Dig: Harry Spike | Curated by Eva Karkut-Law
Cob Gallery presents Dig, the debut solo exhibition by Harry Spike curated by Eva Karkut-Law.
The title Dig refers to the physical act of digging, which is rooted in the landscapes of the Peak District, England, where Spike was born and raised. Its ever-changing terrain, folklore, and history are recurring sources of inspiration for him. Stone circles and Bronze Age burial mounds are scattered across these rolling hills, bearing witness to centuries of human intervention. Place names lend titles to Spike’s work, such as Hob Hurst’s House and Dove Holes, sites once shaped by excavation now function as visual and conceptual backdrops within his paintings. The show’s title also references Carl Jung’s “digging method,” a meditative approach to exploring the unconscious through guided visualization, where a person is encouraged to traverse through doors, tunnels, and caves to navigate inner psychological landscapes. Within Spike’s practice, these physical and psychological forms of digging converge. His work reflects an ongoing excavation of place, memory, and inner experience, populated by figures that both rest on the picture plane and bleed into the landscape: crouching, kneeling, and reaching toward the earth, encased in caskets or being prepared for burial.
Spike states, “Rather than being a premeditated focus of inquiry, themes and motifs of digging gradually surfaced throughout the process. As I began to realise the direction the works were asking me to go—which happened to be back up north, to the landscape in which I was raised—I allowed it to grow, giving permission for this imagery to enter new pieces.”
There is a distinct narrative element to Spike’s work, he takes inspiration from personal experiences, local myths, his dream journals and even snippets of overheard conversation. By painting or drawing aspects of these stories, Spike isolates and focuses on the themes and imagery of his own life. He also takes visual language from art historical narrative based paintings like Early Renaissance altarpieces and the murals of the Ellora and Ajanta caves. These combined narrative elements lend a storyboard-like quality to Spike’s work, drawings that when viewed sequentially provoke the eye to seek a linear narrative that ultimately remains elusive. Instead the works operate through a crossing over of time and experiences.
Materials and surfaces are pushed and played with by Spike. Using gouache, ink, pastel, acrylics, and oils on paper, board, and canvas - he employs a process of addition and erasure to create a gradual build-up of form, light, and color. Layers of paint are applied and then scraped off leaving a ghostly wash of colour. Conte crayons are used like watercolors and paintbrushes like colored pencils, resulting in a creative practice firmly rooted in drawing.

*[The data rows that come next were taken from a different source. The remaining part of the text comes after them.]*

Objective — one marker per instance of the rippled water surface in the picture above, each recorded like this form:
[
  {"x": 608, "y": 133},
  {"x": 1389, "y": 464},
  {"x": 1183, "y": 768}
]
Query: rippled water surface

Spike’s sexuality and queer identity are deeply embedded in the work he produces, becoming particularly evident in pieces such as Halve It, Then Halve it Again and After Piero. The latter reimagines the composition of Piero della Francesca’s The Resurrection through a distinctly queer lens. The male figures are depicted nude, repositioned in more relaxed, intimate poses. By reinterpreting one of Spike’s biggest artistic influences, he engages with art history by asserting a more personal and contemporary perspective on desire and identity. Spike says that if Halve it, Then Halve it Again is at the rave, then After Piero is at the afters, recovering from the night surrounded by new friends.
A similar tenderness is felt in Icarus’ Wheel, which is built up of thin layers of acrylic, created by scumbling dry veils of colour one over another. The work takes inspiration from the composition and subject matter of Herbert Draper’s The Lament for Icarus. A print of this painting hung above the fireplace in Spike’s childhood home. The original painting of the muscular, semi-nude young man carried latent homoeroticism for Spike as a boy, establishing it as the first painting he truly spent time with and felt connected to. Icarus’ Wheel depicts a male figure viewed from above, lying on his back in a manner that creates a sense of vulnerability and intimacy between the subject and the viewer. The figure is now depicted with a smile on his face, radiating self-contentment. Perhaps this time he has not fallen to his death, but has landed with both feet firmly on the ground.
Eva Karkut-Law (b. 1998, London, UK) earned a BA in Fine Art and Curating from Manchester School of Art in 2021 and now lives and works in London. Previous exhibitions Karkut-Law has curated include Half Pints, Full Talent at the French House in 2025 and Im/Material at The Chapel in St Margaret’s House in 2024.